In this chapter we first describe the class InetAddress, which is useful for network programming no matter which style of primitives are used. Then we discuss primitives for programming using sockets. These sockets may use either the Universal Datagram Protocol (UDP), or the Transmission Control Protocol (TCP). We give an example of an echo server using sockets based on the UDP protocol and a simple name server using sockets based on the TCP protocol. Finally, we discuss programming using remote method invocations.

6.2 InetAddress Class

For any kind of distributed application, we need the notion of an Internet address.

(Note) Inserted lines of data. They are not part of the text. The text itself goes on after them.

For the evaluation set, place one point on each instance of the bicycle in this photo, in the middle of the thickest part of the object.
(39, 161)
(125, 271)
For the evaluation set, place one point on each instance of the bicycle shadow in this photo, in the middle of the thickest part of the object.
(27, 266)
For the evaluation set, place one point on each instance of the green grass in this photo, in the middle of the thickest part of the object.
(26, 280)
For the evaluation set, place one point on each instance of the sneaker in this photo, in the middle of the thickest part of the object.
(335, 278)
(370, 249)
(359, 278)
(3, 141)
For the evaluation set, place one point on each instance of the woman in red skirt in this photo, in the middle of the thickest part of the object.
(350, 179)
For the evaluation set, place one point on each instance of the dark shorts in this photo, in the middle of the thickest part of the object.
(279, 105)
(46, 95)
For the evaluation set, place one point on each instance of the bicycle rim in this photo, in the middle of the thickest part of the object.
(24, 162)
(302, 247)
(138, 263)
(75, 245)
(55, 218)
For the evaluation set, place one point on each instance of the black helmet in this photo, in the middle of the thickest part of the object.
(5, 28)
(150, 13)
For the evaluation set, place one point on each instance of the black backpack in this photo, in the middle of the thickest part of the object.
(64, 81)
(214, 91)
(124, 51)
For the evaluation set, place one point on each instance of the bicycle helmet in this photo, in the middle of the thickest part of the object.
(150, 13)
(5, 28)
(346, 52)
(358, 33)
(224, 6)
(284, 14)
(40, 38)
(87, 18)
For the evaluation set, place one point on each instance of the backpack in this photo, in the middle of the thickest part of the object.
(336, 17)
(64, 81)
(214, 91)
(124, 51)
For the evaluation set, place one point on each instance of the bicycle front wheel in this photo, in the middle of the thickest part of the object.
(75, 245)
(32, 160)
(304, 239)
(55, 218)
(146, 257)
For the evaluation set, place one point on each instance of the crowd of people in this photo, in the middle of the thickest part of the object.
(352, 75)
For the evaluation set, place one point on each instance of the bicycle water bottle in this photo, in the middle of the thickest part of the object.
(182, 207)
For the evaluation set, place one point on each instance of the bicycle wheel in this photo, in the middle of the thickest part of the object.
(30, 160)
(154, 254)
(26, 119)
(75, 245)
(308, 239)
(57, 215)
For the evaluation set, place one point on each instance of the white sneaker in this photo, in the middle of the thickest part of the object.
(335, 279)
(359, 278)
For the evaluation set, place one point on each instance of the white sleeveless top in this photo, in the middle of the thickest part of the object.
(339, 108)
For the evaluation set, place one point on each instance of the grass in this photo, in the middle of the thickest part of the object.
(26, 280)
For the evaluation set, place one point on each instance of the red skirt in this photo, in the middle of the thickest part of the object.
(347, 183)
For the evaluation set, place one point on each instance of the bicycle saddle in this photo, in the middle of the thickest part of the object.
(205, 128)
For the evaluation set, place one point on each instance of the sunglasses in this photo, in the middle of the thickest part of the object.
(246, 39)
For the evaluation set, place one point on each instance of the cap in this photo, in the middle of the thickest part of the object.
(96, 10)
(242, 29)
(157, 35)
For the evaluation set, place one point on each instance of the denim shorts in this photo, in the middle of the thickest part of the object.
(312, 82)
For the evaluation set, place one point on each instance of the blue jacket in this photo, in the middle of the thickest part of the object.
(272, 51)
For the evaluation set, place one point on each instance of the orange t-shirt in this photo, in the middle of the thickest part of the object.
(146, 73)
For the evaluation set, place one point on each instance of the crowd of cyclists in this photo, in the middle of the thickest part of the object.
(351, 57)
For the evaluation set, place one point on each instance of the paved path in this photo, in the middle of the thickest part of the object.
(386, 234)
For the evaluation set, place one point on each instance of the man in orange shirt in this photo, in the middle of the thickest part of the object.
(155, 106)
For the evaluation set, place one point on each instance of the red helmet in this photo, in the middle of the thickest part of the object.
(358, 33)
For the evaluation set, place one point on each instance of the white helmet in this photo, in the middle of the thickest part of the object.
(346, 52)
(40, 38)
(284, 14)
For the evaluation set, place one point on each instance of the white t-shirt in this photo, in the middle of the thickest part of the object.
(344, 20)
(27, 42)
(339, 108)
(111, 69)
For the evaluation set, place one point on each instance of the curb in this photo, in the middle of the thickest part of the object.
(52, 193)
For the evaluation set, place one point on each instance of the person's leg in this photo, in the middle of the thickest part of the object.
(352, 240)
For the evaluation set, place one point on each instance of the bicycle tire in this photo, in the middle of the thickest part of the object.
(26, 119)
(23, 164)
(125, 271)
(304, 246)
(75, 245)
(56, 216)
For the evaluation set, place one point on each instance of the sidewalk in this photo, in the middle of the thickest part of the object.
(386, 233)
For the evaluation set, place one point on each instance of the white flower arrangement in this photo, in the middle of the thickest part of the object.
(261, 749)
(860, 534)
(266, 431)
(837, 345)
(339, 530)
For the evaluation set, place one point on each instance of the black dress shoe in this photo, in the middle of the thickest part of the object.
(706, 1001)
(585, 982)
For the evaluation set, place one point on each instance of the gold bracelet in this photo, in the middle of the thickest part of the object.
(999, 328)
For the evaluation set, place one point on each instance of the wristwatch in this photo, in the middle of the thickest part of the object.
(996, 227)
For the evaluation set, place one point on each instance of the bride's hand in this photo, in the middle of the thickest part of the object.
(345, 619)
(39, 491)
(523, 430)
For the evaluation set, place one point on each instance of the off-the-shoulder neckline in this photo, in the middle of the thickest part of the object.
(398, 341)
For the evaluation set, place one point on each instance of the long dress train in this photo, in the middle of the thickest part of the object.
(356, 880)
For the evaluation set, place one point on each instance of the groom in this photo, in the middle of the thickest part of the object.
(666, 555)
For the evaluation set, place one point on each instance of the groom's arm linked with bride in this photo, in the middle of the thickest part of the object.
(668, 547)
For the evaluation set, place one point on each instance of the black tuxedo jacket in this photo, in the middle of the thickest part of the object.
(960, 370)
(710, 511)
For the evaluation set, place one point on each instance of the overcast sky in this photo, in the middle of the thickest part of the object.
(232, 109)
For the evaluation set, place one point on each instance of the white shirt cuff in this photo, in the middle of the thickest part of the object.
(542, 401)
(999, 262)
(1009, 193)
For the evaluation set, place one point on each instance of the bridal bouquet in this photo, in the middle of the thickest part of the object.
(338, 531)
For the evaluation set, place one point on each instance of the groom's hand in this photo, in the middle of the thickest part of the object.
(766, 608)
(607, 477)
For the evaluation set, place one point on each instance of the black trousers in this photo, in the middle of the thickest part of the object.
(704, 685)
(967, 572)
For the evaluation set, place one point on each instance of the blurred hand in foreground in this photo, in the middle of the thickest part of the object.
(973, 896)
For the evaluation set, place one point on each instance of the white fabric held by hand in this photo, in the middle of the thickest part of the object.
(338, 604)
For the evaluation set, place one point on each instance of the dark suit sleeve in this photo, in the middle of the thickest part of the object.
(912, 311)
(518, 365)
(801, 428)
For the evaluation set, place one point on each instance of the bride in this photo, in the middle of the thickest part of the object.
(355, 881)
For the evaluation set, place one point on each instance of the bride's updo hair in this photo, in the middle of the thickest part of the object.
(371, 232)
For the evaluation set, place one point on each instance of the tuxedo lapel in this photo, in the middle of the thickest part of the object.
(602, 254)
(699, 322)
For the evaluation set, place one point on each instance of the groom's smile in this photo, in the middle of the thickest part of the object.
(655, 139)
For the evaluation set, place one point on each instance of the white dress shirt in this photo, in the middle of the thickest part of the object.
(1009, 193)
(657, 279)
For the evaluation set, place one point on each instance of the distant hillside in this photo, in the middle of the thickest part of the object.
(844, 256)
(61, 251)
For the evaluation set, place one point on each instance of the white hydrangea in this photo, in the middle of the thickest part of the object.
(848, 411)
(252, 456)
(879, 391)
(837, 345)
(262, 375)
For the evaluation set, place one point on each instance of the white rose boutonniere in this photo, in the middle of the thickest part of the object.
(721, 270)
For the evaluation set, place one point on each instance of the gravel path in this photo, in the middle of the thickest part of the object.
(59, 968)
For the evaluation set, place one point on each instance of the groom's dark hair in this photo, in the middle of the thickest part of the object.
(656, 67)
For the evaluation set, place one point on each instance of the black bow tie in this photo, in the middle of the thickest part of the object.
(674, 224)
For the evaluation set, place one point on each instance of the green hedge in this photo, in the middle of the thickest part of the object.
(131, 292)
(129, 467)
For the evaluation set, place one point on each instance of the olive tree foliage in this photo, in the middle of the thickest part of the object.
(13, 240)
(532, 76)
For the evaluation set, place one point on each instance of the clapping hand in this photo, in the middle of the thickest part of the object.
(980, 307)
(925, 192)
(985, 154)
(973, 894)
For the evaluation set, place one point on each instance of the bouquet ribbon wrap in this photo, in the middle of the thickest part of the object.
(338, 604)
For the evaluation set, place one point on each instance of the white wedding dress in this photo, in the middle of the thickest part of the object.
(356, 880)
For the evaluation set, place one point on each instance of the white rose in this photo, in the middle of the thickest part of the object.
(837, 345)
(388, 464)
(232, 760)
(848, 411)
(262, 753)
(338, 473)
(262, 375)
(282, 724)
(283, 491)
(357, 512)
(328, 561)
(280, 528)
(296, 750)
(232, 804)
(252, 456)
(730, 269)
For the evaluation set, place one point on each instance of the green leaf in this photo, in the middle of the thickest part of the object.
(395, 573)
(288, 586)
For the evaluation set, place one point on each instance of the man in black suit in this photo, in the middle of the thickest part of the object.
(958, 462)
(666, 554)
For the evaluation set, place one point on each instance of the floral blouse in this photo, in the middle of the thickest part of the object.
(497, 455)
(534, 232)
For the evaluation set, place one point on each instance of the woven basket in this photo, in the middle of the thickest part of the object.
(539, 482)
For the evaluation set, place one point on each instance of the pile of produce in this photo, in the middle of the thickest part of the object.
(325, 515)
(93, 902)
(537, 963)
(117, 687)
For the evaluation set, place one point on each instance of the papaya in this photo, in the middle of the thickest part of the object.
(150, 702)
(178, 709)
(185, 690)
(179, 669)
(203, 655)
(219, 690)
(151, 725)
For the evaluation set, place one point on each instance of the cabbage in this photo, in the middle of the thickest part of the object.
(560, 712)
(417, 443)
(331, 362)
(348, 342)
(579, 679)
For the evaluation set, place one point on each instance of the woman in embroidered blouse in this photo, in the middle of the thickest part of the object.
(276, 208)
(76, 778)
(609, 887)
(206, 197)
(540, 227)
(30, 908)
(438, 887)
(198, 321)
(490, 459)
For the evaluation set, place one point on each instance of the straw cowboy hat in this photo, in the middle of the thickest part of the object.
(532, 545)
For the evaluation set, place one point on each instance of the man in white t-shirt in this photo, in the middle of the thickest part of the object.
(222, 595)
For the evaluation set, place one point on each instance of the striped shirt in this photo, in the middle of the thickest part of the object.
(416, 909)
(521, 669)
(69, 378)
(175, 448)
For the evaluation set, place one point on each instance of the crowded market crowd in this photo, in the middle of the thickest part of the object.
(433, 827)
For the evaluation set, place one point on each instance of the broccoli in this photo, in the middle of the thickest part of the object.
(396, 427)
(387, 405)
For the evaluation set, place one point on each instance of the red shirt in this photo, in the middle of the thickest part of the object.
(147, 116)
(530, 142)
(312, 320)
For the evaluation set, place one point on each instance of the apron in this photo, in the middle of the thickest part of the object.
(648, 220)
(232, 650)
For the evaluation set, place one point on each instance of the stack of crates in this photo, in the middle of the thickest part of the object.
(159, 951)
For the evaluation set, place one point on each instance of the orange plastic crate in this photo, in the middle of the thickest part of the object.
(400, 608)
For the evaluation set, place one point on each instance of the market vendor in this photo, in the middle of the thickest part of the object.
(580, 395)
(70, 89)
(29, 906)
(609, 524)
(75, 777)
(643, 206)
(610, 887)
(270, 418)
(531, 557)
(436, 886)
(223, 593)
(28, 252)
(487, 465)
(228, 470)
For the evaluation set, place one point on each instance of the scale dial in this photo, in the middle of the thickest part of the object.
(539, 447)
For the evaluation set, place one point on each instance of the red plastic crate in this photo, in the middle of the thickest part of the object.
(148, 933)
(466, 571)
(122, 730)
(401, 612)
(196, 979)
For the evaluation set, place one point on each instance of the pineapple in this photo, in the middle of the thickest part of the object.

Any computer connected to the Internet (called a host) can be uniquely identified by an address called an IP address. Since addresses are difficult to remember, each host also has a hostname. It is the task of a domain name system (DNS) server to provide the mapping from a hostname to its address. Java provides a class Java.net. Inetaddress, which can be used for this translation. The relevant methods for the class InetAddress are given below:

public byte[] getAddress()
    Returns the raw IP address of this InetAddress object.
public static InetAddress getByName(String)
    Determines the IP address of a host, given the host’s name.
public String getHostAddress()
    Returns the IP address string "%d.%d.%d.%d"
public String getHostName()
    Returns the fully qualified host name for this address.
public static InetAddress getLocalHost()
    Returns the local host.

6.3 Sockets based on UDP

Sockets are useful in writing programs based on communication using messages. A Socket is an object that can be used to send and receive messages. There are primarily two protocols used for sending and receiving messages: Universal Datagram Protocol (UDP) and Transmission Control Protocol (TCP). The UDP provides a low-level connectionless protocol. This means that packets sent using UDP are not guaranteed to be received in the order sent. In fact, the UDP protocol does not even guarantee reliability, that is, packets may get lost. The protocol does not use any handshaking mechanisms (such as acknowledgments) to detect loss of packets. Why is UDP useful, then? Because, even though UDP may lose packets, in practice, this is rarely the case. Since there are no overheads associated with error checking, UDP is an extremely efficient protocol.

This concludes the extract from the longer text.